The winner of the best three spikes of small flowered gladioli class also took the prize for the best horticultural exhibit with 3 beautiful blooms. It was particularly pleasing for these awards to be achieved by a new exhibitor.
The standard of the floral art exhibits was exceptional with beautiful and innovative interpretations. The winner of the ‘Dallying with Driftwood class, was described as ‘fabulous’ by the judge with a very simple but incredibly effective arrangement of driftwood and stalks of Arum Italicum Pictum berries. The winner of this class also won the class for ’Harvest Home’ – an arrangement depicting a wild flower field edge – complete with harvest mouse! She also gained first prize for her miniature –‘a single colour’ – using dried flowers, and grasses, nuts and acorns to produce a very intricate and delicate piece. Other entries were of a very high standard which the judge commended in her overall remarks.
Mixed foliage and mixed flower classes are always popular and this year was no exception with a large number of very good quality exhibits in each class. The winner of this class was a stunning display of foliage of different colours shapes and sizes in a beautiful arrangement.
The Pot Plant classes attracted a lot of entries with many interesting exhibits of both flowering and foliage plants. The winner of the best flowering pot plant was a splendid, orange flowered begonia which was also judged to be the best pot plant exhibit.
The winner of the best orchid class had produced a magnificent plant with nineteen fully open white blooms!
The fruit and vegetable classes were very well supported. All classes attracted multiple entries with onions, tomatoes and sweet corn sweet peppers and Chillies looking particularly attractive.
The winner of the best vegetable collection also won the cup for gaining the most points in the vegetable classes.
The arts and crafts entries were very well supported with the skill and creative talents of the entrants much in evidence. Each of the four photography classes attracted high quality and interesting interpretations of the subjects.
Home industries classes were a little lower than last year but the
standard of the entries was excellent with mouth-watering exhibits of
everything from vegetable pasties to Victoria sponge, peanut brittle to
elderflower cordial, and Coronation Chicken to Date & Walnut loaf.

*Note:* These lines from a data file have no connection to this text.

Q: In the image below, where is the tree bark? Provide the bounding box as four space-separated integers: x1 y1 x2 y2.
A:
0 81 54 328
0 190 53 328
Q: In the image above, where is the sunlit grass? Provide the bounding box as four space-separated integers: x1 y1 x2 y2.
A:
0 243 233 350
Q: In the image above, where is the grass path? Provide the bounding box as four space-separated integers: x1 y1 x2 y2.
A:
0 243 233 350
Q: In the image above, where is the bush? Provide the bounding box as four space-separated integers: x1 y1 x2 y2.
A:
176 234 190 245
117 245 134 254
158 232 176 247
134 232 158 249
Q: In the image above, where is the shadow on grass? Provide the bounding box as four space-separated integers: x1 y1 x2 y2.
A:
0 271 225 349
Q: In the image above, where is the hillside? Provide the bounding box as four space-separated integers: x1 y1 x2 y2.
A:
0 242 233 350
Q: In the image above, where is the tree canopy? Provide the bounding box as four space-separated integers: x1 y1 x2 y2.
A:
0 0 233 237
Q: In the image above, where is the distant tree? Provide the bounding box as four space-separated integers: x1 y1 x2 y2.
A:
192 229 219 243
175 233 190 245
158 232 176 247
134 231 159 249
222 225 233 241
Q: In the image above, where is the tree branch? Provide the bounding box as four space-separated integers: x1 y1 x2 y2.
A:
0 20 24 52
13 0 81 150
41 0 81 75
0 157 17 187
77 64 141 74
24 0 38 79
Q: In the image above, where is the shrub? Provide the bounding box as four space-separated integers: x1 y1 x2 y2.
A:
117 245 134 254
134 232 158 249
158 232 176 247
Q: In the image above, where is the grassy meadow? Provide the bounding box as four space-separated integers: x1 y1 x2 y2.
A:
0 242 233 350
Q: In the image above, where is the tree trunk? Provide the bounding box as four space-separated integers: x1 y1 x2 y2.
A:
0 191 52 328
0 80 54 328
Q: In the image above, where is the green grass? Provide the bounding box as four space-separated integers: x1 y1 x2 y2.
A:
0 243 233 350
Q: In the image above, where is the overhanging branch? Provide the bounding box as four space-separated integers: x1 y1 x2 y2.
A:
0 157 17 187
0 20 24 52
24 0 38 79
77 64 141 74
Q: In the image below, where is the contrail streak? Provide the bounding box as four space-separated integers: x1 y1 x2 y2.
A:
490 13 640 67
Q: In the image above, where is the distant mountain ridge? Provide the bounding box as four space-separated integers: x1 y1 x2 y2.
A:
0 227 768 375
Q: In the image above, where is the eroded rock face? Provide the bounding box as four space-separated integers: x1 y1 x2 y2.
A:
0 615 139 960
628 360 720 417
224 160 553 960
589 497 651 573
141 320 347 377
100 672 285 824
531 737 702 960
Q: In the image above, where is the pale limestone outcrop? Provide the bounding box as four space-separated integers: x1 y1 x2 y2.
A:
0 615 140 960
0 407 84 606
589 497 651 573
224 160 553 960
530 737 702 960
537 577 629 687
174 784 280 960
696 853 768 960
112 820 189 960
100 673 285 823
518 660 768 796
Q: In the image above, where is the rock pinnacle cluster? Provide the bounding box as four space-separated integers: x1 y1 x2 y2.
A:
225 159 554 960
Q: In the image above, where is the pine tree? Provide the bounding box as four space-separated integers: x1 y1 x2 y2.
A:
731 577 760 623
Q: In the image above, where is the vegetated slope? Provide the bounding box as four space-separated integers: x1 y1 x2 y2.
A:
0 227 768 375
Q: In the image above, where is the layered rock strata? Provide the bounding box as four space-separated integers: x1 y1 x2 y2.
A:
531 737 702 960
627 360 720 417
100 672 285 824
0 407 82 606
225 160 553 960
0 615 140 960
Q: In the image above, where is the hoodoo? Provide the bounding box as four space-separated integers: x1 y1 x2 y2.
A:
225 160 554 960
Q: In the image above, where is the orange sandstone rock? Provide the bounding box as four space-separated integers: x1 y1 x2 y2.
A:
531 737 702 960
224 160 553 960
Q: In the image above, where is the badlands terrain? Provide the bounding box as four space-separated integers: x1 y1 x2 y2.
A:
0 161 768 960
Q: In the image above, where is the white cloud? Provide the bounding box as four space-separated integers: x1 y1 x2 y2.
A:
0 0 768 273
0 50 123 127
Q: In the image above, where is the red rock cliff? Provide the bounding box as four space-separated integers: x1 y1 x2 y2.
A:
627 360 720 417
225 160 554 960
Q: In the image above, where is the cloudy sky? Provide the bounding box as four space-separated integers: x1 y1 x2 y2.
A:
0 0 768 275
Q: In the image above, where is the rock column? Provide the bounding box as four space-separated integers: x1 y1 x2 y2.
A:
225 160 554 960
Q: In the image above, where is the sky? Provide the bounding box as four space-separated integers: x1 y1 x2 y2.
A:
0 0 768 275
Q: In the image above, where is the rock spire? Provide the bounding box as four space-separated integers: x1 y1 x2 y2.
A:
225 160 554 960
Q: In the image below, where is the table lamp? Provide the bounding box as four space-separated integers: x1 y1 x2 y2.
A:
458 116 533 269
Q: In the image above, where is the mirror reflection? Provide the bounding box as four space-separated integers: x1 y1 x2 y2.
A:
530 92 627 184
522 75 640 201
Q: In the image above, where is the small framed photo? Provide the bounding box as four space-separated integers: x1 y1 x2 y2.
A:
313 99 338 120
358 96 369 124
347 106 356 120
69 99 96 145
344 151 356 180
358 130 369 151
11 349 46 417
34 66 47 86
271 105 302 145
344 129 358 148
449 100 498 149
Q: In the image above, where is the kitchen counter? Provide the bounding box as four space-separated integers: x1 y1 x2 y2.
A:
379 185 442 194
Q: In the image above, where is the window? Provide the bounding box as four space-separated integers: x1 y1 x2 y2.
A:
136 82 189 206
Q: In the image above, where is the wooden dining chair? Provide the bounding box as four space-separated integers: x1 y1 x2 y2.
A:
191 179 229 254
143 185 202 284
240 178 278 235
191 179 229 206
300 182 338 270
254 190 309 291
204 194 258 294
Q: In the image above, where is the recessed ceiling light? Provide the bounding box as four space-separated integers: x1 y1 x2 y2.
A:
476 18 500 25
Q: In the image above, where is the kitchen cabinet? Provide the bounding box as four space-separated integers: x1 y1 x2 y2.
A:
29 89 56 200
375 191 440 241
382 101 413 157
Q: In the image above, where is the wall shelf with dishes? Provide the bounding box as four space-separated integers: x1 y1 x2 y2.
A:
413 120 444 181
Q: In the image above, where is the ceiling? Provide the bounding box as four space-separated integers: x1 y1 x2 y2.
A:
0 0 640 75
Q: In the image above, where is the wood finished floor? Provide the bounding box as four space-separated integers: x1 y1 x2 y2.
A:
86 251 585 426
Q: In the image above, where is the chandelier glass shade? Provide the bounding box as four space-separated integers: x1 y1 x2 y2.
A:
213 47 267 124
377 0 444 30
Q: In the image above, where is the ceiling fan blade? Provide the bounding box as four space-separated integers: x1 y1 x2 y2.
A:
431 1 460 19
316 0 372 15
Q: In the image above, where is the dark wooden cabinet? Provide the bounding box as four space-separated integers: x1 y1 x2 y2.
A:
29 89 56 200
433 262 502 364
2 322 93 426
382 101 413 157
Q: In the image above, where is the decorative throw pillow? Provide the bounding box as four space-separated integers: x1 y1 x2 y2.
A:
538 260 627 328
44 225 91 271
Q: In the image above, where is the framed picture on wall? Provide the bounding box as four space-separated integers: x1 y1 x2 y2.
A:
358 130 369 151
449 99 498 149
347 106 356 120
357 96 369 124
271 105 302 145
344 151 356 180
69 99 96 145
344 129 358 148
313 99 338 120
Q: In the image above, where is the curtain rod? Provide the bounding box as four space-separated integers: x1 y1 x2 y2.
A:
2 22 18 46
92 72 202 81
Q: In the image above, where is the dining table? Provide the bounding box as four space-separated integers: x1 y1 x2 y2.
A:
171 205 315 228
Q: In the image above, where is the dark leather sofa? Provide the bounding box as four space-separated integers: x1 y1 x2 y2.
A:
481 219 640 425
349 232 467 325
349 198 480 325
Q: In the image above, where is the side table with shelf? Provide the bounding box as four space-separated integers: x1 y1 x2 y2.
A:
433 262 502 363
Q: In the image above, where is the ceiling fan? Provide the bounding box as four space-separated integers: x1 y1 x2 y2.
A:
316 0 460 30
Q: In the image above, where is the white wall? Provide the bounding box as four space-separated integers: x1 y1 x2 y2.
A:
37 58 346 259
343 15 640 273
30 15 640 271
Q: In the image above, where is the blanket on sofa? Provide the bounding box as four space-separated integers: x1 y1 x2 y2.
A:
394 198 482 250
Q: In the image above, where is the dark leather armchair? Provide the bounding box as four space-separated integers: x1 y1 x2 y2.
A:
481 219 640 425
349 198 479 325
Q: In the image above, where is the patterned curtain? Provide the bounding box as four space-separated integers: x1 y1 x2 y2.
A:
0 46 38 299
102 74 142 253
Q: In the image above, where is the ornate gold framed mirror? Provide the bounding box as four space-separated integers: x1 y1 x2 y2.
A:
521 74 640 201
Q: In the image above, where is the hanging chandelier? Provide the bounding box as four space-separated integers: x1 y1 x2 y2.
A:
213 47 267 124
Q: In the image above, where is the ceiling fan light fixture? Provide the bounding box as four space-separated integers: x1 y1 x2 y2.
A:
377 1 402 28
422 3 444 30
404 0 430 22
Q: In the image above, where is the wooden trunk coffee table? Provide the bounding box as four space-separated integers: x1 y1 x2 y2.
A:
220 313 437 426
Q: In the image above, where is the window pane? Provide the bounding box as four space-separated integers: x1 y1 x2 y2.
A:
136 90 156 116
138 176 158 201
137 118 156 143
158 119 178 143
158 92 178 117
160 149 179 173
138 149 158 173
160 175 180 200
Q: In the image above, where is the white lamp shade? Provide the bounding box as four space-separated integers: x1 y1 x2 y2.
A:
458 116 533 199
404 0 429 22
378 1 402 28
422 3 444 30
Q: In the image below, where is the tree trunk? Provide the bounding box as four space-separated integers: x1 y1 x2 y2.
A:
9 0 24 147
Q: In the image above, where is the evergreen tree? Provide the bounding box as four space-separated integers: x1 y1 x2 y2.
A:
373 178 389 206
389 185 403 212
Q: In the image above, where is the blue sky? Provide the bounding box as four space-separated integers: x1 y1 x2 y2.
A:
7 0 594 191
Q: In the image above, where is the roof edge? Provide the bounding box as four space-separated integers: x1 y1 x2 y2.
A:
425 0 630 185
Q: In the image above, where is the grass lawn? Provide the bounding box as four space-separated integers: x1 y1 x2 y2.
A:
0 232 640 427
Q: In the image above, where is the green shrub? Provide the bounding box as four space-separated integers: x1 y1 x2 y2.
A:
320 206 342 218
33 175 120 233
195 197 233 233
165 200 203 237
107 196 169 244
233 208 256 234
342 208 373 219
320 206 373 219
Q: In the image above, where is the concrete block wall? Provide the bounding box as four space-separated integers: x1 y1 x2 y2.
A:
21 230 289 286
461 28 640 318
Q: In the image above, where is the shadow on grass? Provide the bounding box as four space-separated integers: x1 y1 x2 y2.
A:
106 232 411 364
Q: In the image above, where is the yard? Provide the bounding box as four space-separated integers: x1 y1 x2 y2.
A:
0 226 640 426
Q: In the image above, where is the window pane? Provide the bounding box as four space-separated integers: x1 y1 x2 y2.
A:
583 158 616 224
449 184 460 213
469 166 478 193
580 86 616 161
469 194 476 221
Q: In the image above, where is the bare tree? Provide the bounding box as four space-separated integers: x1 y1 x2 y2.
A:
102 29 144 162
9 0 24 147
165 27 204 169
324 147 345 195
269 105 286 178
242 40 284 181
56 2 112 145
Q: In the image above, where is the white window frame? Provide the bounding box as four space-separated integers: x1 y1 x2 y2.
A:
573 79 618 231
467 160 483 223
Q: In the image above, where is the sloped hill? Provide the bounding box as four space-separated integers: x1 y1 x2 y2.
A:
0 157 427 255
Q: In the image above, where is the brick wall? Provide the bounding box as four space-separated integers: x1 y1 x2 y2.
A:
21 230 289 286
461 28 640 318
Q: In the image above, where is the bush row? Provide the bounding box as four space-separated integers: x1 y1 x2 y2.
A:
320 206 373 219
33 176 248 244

Unfortunately, only the judge gets to taste everything! Jams,
marmalades and curds were also well represented and looked extremely
Entries in the children’s classes were a little lower than last year but the imagination and skill of the children that entered was very evident. Of particular note was the ‘face made from fruit and vegetable’ which was won by a face made from a water melon with her mouth cut into the melon and sweetcorn for teeth. Eyes of cherry tomatoes, a plum for the nose and hair represented by the tassels from sweetcorn husks! In the 8-14 years classes the pasta picture of a palm tree in the dessert was made from 5 different types of pasta. We hope that the work of these children will encourage more entries in the future.
The show was very well attended; the plant and cake stalls did a steady trade throughout the afternoon with the raffle and tombola attracting much interest.
The prizes were awarded by the Felpham and Middleton Horticultural Society President, Mrs Beryl Allen, who also thanked all of those involved in staging the show, including volunteers and visitors, without whom such a great show would not be possible.